Henri Camille Marius Bouvet Paintings

1859 - 1945

Painter, draughtsman, pastellist. Figure compositions, nudes, portraits, genre scenes, landscapes, seascapes, still-lifes. Murals.
After studying classics, Henry Marius Camille Bouvet joined the École des Beaux-Arts in Lyons in 1878 where he studied under Michel Dumas and Jean-Baptiste Poncet, then at the École des Beaux-Arts in Paris around 1891 under Alfred Roll and Eugène Carrière.

At the age of 35, Bouvet began to produce his most accomplished works: St-Germain in April (1894); In Autumn (1896); Twilight at Belle-Ile-en-Mer (1899); Suburban Twilights (1904); Tea-time and Grey Songs (1906); Sermon (1908); and Normandy Sea (1910). Even in Bouvet’s most early work, one notices Bouvet’s sensitivity to the changes of light on different things with the passing of the seasons or the hours, as for example in a painting of around 1911, Dock in the Port of Marseilles, Sunlight Effects. Many of the titles of his paintings underline this sensitivity, such as Twilight. It is as if he was determined to adhere to the academic style but with the sensibility of an Impressionist. Indeed, those of his works that are academic in approach are very accomplished, as witnessed by various charcoal drawings, pencil drawings, stump work, pastels and gouaches, often executed on superimposed tracings as preparatory work for his paintings.

Another characteristic of Bouvet’s work is his strong attachment to the Mediterranean. He did of course work in areas other than the south of France; at his Paris studio for example, in Belle-Ile where he lived before World War I, and also in Isère. But during the 1920s the Mediterranean coast of France became the Côte d’Azur and the Riviera. At the end of the Train Bleu was Eden Roc and the Promenade des Anglais. There Bouvet had the privilege of meeting Élisabeth de Caraman-Chimay, Countess Greffulhe, otherwise known as Proust’s Princess de Guermantes. He may even have painted her portrait. He certainly drew her Russian wolfhounds from life and included one of them in a composition showing society life on the Côte d’Azur: In Harbour, Agay (1924-1926) shows some society ladies getting into a military launch that is to take them to a party on board a vessel moored in the harbour. Other examples of his curious interest for this life of luxury include his seductive painting of The Marchioness Unveiled, of uknown date, which demonstrates his predilection and talent for depicting nudes. A more ambitious composition, Procession of the Panathenaea (1939), would be constrained within the conventions of academicism were it not for a certain boldness in the ascending composition of young women who only come into view as they climb towards the top of the hill, the painter’s viewpoint, and hence the spectator’s too. In this particular case, and in others such as Three Nudes Bathing (1938), the frontal nature of the composition and the clear painting are reminiscent of Maurice Denis. Reverie, of unknown date and which shows a woman sitting under some pine trees looking out onto a bay glimmering in the reflections of the sun as it sets behind the other shore, is suggestive of the Symbolists and the Nabis. And some of his nimbly executed gouaches are suggestive of Bonnard.

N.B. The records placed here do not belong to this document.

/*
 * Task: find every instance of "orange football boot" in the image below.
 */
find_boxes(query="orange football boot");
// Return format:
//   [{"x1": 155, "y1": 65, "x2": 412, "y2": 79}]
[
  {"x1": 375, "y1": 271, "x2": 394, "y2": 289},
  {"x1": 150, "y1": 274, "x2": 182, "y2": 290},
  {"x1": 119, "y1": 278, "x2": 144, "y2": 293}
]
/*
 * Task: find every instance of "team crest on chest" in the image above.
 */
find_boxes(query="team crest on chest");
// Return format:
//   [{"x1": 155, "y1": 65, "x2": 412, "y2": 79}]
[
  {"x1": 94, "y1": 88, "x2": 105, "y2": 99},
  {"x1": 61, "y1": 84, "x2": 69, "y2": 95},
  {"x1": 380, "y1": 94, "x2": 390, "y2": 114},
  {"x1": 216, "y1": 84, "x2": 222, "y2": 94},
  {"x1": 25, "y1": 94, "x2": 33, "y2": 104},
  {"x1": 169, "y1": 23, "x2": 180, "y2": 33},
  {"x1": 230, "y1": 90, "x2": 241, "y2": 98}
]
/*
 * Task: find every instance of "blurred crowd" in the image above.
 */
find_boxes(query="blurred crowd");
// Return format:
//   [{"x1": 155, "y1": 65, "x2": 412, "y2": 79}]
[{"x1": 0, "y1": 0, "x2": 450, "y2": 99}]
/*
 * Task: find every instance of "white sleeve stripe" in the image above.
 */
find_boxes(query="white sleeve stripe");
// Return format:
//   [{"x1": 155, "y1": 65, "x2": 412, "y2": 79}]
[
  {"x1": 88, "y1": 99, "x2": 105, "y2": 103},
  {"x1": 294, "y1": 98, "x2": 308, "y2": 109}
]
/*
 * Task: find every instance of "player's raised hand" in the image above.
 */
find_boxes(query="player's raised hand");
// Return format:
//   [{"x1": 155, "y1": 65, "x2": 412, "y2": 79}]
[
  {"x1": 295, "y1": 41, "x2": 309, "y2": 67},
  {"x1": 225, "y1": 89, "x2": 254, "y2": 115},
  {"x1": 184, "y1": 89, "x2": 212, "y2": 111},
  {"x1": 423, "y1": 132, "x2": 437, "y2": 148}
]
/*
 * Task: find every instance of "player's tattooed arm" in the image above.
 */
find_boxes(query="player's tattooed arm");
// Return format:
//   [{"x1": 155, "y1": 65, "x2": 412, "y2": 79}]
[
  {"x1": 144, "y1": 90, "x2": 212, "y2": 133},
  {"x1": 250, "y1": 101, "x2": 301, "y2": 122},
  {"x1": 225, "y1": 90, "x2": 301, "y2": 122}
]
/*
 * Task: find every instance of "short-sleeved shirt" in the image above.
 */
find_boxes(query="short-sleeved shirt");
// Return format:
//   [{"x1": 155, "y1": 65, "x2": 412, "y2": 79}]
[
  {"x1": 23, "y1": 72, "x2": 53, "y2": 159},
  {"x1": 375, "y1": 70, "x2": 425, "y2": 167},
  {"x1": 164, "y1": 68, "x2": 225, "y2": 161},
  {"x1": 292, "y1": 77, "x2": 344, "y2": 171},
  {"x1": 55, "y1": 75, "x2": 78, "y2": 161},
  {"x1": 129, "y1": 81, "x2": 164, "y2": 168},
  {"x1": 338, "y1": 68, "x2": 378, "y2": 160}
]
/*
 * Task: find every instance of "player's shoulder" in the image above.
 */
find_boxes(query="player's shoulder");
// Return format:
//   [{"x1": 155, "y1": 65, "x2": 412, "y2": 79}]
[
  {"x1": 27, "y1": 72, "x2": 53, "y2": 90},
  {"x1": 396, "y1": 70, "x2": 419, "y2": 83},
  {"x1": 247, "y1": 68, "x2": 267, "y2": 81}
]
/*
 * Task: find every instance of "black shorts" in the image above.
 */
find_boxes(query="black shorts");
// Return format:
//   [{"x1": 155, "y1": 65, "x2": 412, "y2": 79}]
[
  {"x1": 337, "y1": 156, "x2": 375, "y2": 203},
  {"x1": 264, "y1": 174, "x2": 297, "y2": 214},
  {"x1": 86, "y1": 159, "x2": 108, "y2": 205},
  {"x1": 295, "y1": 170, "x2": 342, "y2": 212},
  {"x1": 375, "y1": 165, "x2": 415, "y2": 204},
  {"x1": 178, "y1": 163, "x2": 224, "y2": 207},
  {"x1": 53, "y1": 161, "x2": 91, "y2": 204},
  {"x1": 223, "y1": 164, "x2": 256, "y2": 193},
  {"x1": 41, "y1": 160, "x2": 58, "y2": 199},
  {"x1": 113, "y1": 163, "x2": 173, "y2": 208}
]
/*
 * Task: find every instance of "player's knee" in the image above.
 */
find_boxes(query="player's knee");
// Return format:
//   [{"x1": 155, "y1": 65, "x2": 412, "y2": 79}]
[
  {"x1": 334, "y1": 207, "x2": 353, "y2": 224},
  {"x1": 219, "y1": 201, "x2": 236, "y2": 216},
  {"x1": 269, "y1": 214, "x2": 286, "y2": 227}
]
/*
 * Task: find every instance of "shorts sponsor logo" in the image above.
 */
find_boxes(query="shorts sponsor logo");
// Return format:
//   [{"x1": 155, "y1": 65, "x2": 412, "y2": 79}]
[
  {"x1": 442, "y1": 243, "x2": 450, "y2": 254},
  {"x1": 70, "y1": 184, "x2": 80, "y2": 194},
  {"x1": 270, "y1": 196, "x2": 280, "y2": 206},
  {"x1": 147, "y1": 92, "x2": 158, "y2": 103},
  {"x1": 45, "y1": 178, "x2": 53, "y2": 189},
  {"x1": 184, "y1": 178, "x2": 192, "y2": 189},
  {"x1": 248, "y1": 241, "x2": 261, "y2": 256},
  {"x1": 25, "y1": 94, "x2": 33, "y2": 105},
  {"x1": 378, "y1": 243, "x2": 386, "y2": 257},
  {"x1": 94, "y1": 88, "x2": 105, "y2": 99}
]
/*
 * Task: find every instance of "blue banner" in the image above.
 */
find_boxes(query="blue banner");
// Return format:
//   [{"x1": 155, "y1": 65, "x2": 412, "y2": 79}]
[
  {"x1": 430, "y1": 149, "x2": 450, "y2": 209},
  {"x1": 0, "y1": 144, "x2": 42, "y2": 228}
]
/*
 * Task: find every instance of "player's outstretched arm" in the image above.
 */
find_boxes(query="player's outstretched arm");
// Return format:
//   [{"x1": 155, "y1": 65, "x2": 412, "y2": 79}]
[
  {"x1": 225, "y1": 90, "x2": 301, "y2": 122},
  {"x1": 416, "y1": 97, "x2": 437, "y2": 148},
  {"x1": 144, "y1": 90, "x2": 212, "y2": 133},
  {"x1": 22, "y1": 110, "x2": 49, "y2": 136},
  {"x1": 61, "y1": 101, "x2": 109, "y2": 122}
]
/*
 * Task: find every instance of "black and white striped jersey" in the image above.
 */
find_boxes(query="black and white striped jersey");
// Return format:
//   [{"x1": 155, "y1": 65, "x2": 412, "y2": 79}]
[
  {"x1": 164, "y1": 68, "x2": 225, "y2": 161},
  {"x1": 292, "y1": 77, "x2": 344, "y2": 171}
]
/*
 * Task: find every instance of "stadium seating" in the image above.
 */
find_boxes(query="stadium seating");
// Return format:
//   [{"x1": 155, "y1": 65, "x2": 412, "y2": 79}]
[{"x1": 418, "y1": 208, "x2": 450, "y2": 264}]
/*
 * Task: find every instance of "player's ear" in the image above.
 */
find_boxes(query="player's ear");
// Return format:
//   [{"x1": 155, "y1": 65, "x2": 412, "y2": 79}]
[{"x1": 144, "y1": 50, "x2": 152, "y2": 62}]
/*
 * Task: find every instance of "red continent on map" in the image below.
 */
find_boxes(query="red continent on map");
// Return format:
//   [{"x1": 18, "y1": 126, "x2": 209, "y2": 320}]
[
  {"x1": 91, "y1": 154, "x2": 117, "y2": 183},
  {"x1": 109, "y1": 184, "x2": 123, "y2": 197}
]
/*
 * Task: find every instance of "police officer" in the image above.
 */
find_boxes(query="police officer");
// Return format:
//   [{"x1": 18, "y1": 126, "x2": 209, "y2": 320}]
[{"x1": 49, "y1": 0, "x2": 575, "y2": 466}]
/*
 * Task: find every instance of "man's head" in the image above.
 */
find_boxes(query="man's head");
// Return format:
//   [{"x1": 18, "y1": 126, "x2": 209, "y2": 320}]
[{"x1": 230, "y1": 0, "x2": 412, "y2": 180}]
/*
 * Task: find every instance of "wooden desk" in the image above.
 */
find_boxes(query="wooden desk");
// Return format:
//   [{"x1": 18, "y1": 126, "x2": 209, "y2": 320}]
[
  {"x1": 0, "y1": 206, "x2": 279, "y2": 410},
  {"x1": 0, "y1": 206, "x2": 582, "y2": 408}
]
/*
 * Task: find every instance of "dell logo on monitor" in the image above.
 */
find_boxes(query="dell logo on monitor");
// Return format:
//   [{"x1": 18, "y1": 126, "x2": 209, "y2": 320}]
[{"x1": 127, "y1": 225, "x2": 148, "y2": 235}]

Bouvet was a painter of many talents who managed to adapt to the different styles and periods of his time. He preferred to remain anchored in established, traditional values and showed considerable technical ability, as well as a sense of the poetic that set him apart. He was comparable in certain ways with James Tissot who worked in the 1870s.

Bouvet began exhibiting as early as 1882 at the Lyons Salon with the drawing Portrait of a Young Girl. He went on to exhibit regularly in Paris from 1892 at the Salon de la Société Nationale des Beaux-Arts, of which he became a member in 1897 and a member of the jury in 1901 and 1905. He also exhibited at the Salon des Artistes Français, becoming a member of the jury in 1909 after being awarded a bronze medal at the Exposition Universelle of 1900. He also took part in group exhibitions in Marseilles (1928), New York (1929) and Tokyo (1934). In 1901 he was awarded a commission following a competition for a series of paintings, including the ceiling of the reception room in the town hall of Asnières. He also showed his work in solo exhibitions, including: in Nantes (1896); in Dresden (1898); a retrospective at the Galerie Georges Petit in Paris (1907); in Monaco (1909); in Buenos Aires (1913); and at the Galerie Charpentier in Paris (1923).